Segundo ele, o objetivo desse trabalho é trazer ao conhecimento dos envolvidos as origens dos conflitos, os efeitos da repetição dos ciclos da violência, os impactos que provocam na vida dos filhos e o motivo pelos quais há tanta dificuldade de se romper relacionamentos tóxicos.
A unidade faz, em média, 10 audiências por dia com mulheres vítimas de violência domésticas, além das audiências coletivas que reúnem de 30 a 40 mulheres. Mas o tamanho do problema é bem maior. Desde quando o CNJ passou a acompanhar mais de perto os processos de violência doméstica em tramitação no Judiciário, o número de casos só aumentou.

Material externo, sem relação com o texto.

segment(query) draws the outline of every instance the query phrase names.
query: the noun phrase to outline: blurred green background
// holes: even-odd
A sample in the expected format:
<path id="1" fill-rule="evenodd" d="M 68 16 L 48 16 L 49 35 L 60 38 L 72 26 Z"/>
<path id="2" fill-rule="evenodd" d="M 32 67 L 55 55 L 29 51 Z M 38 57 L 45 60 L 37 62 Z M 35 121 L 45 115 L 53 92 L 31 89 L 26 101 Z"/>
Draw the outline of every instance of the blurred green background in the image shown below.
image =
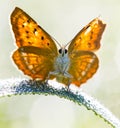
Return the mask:
<path id="1" fill-rule="evenodd" d="M 100 67 L 81 89 L 120 118 L 119 0 L 1 0 L 0 79 L 24 78 L 11 59 L 16 49 L 9 16 L 18 6 L 60 44 L 100 16 L 107 24 L 96 52 Z M 55 96 L 12 96 L 0 99 L 0 128 L 111 128 L 93 112 Z"/>

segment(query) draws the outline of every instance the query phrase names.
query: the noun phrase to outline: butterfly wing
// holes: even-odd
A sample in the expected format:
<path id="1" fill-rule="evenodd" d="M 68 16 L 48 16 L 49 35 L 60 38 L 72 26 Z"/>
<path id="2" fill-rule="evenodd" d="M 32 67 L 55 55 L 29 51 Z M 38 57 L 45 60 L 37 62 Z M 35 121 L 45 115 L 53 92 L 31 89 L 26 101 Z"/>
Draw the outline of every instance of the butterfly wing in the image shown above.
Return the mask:
<path id="1" fill-rule="evenodd" d="M 20 47 L 13 53 L 13 60 L 24 74 L 33 79 L 45 80 L 50 71 L 54 70 L 55 56 L 46 49 L 33 46 Z"/>
<path id="2" fill-rule="evenodd" d="M 91 21 L 72 40 L 68 47 L 71 82 L 77 86 L 86 82 L 98 69 L 98 58 L 92 52 L 100 47 L 105 24 L 98 18 Z"/>
<path id="3" fill-rule="evenodd" d="M 11 14 L 11 24 L 18 46 L 12 56 L 14 62 L 24 74 L 44 80 L 58 55 L 54 41 L 18 7 Z"/>
<path id="4" fill-rule="evenodd" d="M 70 57 L 69 74 L 72 75 L 71 83 L 80 86 L 86 82 L 98 69 L 97 56 L 89 51 L 79 51 Z"/>
<path id="5" fill-rule="evenodd" d="M 106 25 L 98 18 L 92 20 L 71 41 L 68 47 L 68 53 L 79 50 L 97 50 L 100 47 L 100 39 L 105 26 Z"/>

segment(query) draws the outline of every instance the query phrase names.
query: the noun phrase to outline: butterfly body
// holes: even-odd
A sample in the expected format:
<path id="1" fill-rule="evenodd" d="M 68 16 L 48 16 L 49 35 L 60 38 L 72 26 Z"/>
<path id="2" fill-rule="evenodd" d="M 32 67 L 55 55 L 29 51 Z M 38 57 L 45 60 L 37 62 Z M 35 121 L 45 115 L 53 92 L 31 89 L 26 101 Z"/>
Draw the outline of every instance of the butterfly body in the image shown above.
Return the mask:
<path id="1" fill-rule="evenodd" d="M 61 48 L 59 51 L 61 52 L 59 52 L 59 55 L 55 59 L 54 71 L 50 72 L 49 75 L 54 75 L 58 82 L 69 85 L 72 78 L 72 75 L 68 72 L 70 58 L 66 49 Z"/>
<path id="2" fill-rule="evenodd" d="M 24 74 L 42 81 L 56 78 L 65 85 L 80 86 L 98 69 L 94 51 L 100 47 L 105 24 L 95 18 L 68 44 L 57 49 L 53 38 L 28 14 L 16 7 L 11 24 L 18 49 L 12 58 Z"/>

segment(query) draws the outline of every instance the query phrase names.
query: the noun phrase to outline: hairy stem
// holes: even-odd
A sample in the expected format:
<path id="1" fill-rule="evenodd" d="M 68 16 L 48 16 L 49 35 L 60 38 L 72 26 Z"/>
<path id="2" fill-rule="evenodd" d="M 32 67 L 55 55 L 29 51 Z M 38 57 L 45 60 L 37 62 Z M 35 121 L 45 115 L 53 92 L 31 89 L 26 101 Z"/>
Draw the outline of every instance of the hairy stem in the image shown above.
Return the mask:
<path id="1" fill-rule="evenodd" d="M 57 95 L 61 98 L 66 98 L 78 105 L 85 106 L 88 110 L 92 110 L 96 115 L 103 118 L 114 128 L 120 128 L 120 121 L 97 100 L 88 96 L 84 92 L 74 92 L 67 88 L 58 89 L 48 85 L 47 83 L 41 83 L 40 81 L 21 79 L 0 80 L 0 97 L 22 94 Z"/>

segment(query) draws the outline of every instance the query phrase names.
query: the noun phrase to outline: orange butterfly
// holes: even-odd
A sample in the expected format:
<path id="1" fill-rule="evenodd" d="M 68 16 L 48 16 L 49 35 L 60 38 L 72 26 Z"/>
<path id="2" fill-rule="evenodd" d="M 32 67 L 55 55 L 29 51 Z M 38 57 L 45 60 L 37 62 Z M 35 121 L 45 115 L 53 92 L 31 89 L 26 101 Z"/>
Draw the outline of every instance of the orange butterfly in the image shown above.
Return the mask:
<path id="1" fill-rule="evenodd" d="M 99 18 L 75 36 L 68 50 L 57 50 L 53 38 L 18 7 L 11 14 L 11 24 L 18 46 L 12 58 L 24 74 L 80 86 L 96 72 L 99 61 L 93 51 L 99 49 L 106 26 Z"/>

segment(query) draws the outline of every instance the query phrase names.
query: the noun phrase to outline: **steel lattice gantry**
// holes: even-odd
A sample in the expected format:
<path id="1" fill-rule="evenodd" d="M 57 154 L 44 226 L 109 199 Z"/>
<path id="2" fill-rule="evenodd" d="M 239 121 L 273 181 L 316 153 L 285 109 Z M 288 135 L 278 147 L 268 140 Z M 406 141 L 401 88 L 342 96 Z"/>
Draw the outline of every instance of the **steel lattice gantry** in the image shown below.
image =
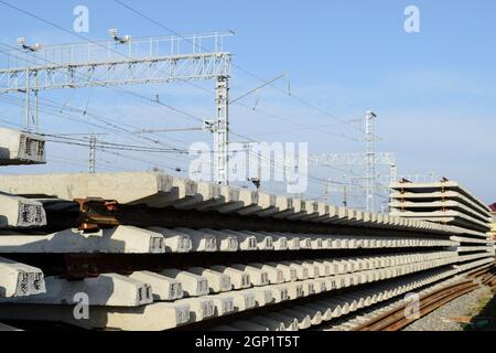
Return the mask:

Em 2016, havia quase 892 mil ações em tramitação na Justiça. Dois anos depois, esse número cresceu 13%, superando a marca de um milhão de casos. Os dados dos tribunais foram consolidados pelo Departamento de Pesquisas Judiciárias (DPJ/CNJ). Não há um recorte de reincidências dos casos nem se sabe quantos desses são cometidos pelos filhos.
Reincidência
No Rio Grande do Sul, o 1º Juizado de Violência Doméstica e Familiar de Porto Alegre trabalha desde 2011 com reeducação de homens. Pelo projeto do grupo reflexivo já passaram 601 réus em processos de violência doméstica. O índice de reincidência dos homens que frequentam o curso, segundo a magistrada titular da vara, Madgéli Frantz Machado, não chega a 4%. “Uma taxa bem abaixo dos 70% que a reincidência criminal costuma ter”, compara.
O Tribunal de Justiça gaúcho (TJRS) possui outros 15 projetos voltados ao combate ou prevenção à violência doméstica. Há ações voltadas a diversos públicos, entre eles, crianças, adolescentes, mulheres, alunos e professores. “O foco na prevenção é fundamental, mas só funciona se houver empenho do tribunal. Se forem tratadas como prioridade, as ações serão fortalecidas, receberão mais recursos humanos, e poderão ser ampliadas para chegar a um maior número de pessoas”, afirma Madgéli Machado.
CNJ enfrenta violência
Sensibilizar os magistrados para o imenso desafio de se enfrentar a violência doméstica no país tem sido um dos objetivos do CNJ, órgão responsável por estabelecer políticas judiciárias nacionais. A capacitação dos juízes é um dos instrumentos para que seja possível avançar no atendimento da sociedade, pelos agentes do Estado.
Além da capacitação de magistrados, outros dois pilares para o aprimoramento da Justiça, é a efetividade das medidas protetivas de urgência e o atendimento psicossocial de homens, mulheres e criança envolvidos em situação de violência.
Entre as ações institucionais concretas do CNJ, destaca-se o programa Semana Justiça pela Paz em Casa, promovido desde 2015, em parceria com os Tribunais de Justiça, com o objetivo de ampliar a efetividade da Lei Maria da Penha (Lei n. 11.340/2006), ao agilizar o andamento dos processos relacionados à violência de gênero e promover a visibilidade do tema.